Joseph Locherty (5 September 1925 – 20 June 2000) was a Scottish professional footballer. He played for Lochee Harp, Sheffield Wednesday, Colchester United, Scarborough and Dundee United.

==Playing career==
Joe Locherty was born in Dundee on 5 September 1925 and played for Fife amateur team Newport A.F.C. before joining Dundee-based junior club Lochee Harp. He was only with Harp for a matter of months, playing in a few matches at the end of the 1946–47 season. At the beginning of the following season he was still signed with Harp, but was turning out for Newport. He joined Sheffield Wednesday in September 1947 after a successful trial. Signed as an inside forward, he initially struggled and was made available for transfer towards the end of his first season, but was then successfully converted into a wing-half by manager Eric Taylor. Given a first team opportunity as a result of an injury to Wednesday captain Doug Witcomb, Locherty made his Football League debut in a Second Division match against Bradford (Park Avenue) on 11 December 1948, playing at right-half. His initial success in the team meant that when Witcomb returned to fitness, the captain was moved to the left-half position to accommodate Locherty's continued inclusion. He went on to make ten League appearances for Wednesday.

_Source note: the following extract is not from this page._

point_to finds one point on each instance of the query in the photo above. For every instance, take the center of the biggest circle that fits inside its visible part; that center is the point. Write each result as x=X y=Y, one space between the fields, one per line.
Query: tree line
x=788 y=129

Locherty left Sheffield Wednesday in July 1950 to join Colchester United, who were newly-elected to the Football League. He made his debut for them in a Third Division South match away to Northampton Town on 30 September 1950, scoring his first senior goal in a 2–1 defeat. His Colchester career again included ten League appearances, with that one goal scored.

Leaving Colchester after one season, Locherty dropped out of full-time football. Having taken a civilian job with the Royal Air Force at the Staxton Wold radar station in Yorkshire, he signed for local Midland League club Scarborough, on the understanding that he would be released if his work took him away from the area. He did leave shortly afterwards, but rejoined Scarborough in July 1952 after his work in the construction industry once again brought him back to the town.

After leaving Scarborough, Locherty returned to his home town of Dundee at New Year 1954 to work as an electrical welder. After training with Dundee United for several weeks, he signed for the club towards the end of the month and made his debut the following day, playing at left-half in a Scottish Football League B Division match at Motherwell on 23 January. Despite taking an early lead, United went on to lose 12–1, the club's all-time record defeat; Locherty never played for them again, and subsequently retired from football. He died in Dundee on 20 June 2000, aged 74.